Graag traag: het onbewuste non-dieet
Bijna elk wetenschappelijk onderbouwd boek over overgewicht pleit voor kleine, levenslang vol te houden stappen, waarmee je traag maar wel blijvend kunt afvallen. We kunnen de mechanismen die ervoor zorgen dat we te veel eten in ons voordeel gebruiken door onbewust minder en gezonder te eten. De duivel zit hem in de details. Eet traag, eet bewust, leer het ‘ik ben vol, maar er kan nog bij’-gevoel kennen en stop als je dat voelt.
Besef dat vooral de eerste drie, vier happen van iets het lekkerst zijn, en ga voor kwaliteit in plaats van kwantiteit. Kies dus voor kleinere porties.
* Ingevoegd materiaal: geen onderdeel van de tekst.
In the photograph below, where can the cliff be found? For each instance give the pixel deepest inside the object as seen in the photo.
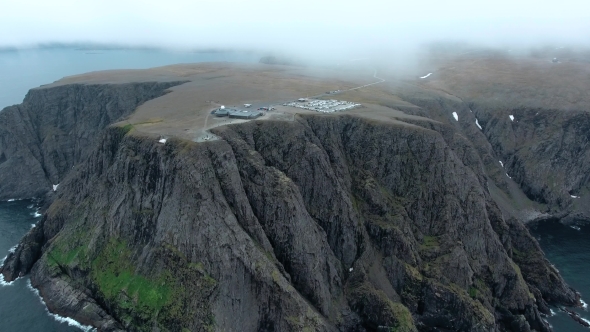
(361, 222)
(54, 128)
(323, 223)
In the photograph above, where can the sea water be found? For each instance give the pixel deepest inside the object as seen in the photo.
(21, 308)
(567, 247)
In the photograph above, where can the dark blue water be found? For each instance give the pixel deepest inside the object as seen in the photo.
(26, 69)
(568, 248)
(22, 310)
(20, 307)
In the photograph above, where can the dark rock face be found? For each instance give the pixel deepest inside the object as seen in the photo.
(546, 153)
(54, 128)
(324, 223)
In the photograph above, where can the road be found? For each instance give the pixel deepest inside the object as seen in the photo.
(206, 135)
Als je 20% minder opschept dan je denkt nodig te hebben, zul je het waarschijnlijk niet eens missen.
Bouw ook meer beweging in je alledaagse leven door te wandelen, fietsen, trappen op te lopen of te dansen. Zo’n herprogrammering van je manier van eten, bewegen en leven kun je eeuwig volhouden, omdat je je er niet eens van bewust bent.